Nach einem Hin und Her über mehrere außenpolitische Themen zitierte Trump Orbán zu seiner Verteidigung.

„Orbán hat es gesagt, er sagte: ‚Die am meisten respektierte, am meisten gefürchtete Person ist Donald Trump. Wir hatten keine Probleme, als Trump Präsident war’“, sagte Trump und deutete damit an, dass nicht alle ausländischen Führer ihn kritisierten.

Gazastreifen

Auch in Bezug auf den Gazastreifen und die Frage, wie man Israel und die Hamas zu einem Waffenstillstand bewegen kann, wollten sich beide Kandidaten nicht festlegen.

Harris wich der Frage aus. Sie äußerte nur leichte Kritik an Israels Reaktion, bevor sie ihre Unterstützung für eine Zweistaatenlösung, Israels Recht auf Selbstverteidigung und ihr Engagement für den Wiederaufbau des Gazastreifens zusicherte.

„Wir brauchen ein Waffenstillstandsabkommen und die Geiseln müssen freigelassen werden“, sagte Harris.

Bidens Regierung hat jedoch kürzlich zugegeben, dass eine mögliche Vereinbarung, selbst für einen Waffenstillstand, in weiter Ferne liege.

Trump ging sogar noch weniger auf politische Details ein. Er warf Harris vor, „Israel zu hassen“.

China

Während beide Kandidaten auch über ihre China-Politik stritten, verteidigte Trump seine jüngsten Versprechen, die Zölle zu erhöhen. Dazu gehören pauschale Zölle von zehn bis 20 Prozent für andere Staaten und zusätzliche Zölle von 60 bis 100 Prozent für China.

„Andere Staaten werden uns nach 75 Jahren endlich für all das entschädigen, was wir für die Welt getan haben, und die Zölle werden erheblich sein“, sagte Trump.

Trump wies darauf hin, dass Bidens Regierung die meisten Zölle aus seiner Amtszeit gegenüber China beibehalten habe.

Harris warf Trump unterdessen vor, gegenüber Peking zu schwach gewesen zu sein.
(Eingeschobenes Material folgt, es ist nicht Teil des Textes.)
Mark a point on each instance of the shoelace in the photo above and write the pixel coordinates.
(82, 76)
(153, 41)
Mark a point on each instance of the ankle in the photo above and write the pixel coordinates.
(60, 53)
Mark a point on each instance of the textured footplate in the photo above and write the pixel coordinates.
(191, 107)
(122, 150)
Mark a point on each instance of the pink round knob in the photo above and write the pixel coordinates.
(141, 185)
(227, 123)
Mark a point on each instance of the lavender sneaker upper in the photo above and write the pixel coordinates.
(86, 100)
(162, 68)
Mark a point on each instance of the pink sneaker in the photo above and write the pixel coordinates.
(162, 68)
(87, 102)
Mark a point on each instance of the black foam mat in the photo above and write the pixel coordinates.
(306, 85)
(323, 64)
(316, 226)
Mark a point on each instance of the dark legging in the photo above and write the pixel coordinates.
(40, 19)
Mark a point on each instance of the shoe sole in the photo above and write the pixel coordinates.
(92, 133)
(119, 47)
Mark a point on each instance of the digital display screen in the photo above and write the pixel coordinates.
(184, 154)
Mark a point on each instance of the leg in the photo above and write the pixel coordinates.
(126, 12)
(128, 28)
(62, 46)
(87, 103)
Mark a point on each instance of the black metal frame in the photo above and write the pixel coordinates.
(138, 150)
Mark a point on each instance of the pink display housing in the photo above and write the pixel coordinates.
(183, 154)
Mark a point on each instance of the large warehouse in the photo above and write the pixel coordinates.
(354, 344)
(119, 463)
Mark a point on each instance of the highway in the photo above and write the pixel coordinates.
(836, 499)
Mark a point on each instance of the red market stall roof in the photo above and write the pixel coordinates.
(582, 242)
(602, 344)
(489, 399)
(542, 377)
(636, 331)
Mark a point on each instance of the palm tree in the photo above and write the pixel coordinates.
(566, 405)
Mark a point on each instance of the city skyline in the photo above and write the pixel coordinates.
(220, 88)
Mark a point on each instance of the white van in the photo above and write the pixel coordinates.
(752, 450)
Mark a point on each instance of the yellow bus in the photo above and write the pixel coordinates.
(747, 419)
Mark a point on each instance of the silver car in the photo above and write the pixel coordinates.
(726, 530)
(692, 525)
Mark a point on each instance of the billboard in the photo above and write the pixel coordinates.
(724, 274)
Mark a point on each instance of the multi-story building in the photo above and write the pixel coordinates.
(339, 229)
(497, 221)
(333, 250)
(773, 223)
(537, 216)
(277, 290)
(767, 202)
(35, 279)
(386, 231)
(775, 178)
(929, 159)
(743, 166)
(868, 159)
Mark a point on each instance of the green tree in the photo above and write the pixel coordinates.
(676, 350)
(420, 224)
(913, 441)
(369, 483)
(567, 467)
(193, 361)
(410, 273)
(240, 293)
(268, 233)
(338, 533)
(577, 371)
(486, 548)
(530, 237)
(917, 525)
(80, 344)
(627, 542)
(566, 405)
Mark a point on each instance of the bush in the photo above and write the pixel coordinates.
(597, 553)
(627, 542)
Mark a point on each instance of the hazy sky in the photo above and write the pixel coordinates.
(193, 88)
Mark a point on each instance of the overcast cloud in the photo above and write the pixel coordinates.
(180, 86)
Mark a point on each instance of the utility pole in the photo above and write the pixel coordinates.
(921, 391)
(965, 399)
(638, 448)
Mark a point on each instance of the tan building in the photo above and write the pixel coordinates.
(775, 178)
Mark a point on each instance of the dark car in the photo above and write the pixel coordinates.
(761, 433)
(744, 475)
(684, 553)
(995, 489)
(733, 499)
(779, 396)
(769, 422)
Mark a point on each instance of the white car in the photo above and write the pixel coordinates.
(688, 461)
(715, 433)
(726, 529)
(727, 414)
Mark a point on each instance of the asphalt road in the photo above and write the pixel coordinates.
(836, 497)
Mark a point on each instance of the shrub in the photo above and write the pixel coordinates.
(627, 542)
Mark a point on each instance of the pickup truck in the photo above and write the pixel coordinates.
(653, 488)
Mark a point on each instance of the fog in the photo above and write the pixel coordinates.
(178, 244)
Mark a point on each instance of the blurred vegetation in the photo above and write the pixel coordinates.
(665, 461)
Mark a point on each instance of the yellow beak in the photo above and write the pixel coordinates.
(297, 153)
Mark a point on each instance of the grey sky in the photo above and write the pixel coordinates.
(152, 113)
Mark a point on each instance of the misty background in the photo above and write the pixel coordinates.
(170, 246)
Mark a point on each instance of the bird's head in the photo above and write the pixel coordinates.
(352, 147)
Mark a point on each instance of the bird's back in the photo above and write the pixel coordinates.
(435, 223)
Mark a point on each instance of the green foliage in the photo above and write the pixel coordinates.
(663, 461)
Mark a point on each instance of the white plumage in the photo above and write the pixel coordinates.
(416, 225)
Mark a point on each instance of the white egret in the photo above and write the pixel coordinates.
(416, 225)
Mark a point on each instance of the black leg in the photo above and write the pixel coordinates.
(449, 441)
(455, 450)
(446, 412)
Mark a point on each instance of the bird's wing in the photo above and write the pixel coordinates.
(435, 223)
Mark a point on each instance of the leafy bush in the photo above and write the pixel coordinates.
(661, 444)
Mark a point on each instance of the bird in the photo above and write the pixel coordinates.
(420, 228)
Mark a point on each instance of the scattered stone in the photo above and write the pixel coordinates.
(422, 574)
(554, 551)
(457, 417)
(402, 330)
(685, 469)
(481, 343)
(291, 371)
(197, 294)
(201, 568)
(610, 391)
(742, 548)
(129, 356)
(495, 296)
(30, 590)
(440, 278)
„Unter Trumps Präsidentschaft hat er schließlich amerikanische [Computer]Chips an China verkauft, um ihnen zu helfen, ihr Militär zu verbessern und zu modernisieren“, sagte Harris.

„[Trump] hat uns im Grunde genommen verkauft, während eine Politik gegenüber China darin bestehen sollte, sicherzustellen, dass die Vereinigten Staaten von Amerika den Wettbewerb um das 21. Jahrhundert gewinnen“, erklärte sie.

„Das erfordert, dass wir uns auf die Beziehungen zu unseren Verbündeten konzentrieren, dass wir uns auf Investitionen in Technologien, die in Amerika entwickelt werden, konzentrieren, damit wir das Rennen gewinnen, auf KI, auf Quantencomputer, auf das, was wir tun müssen, um Amerikas Arbeitskräfte zu unterstützen“, fügte sie hinzu.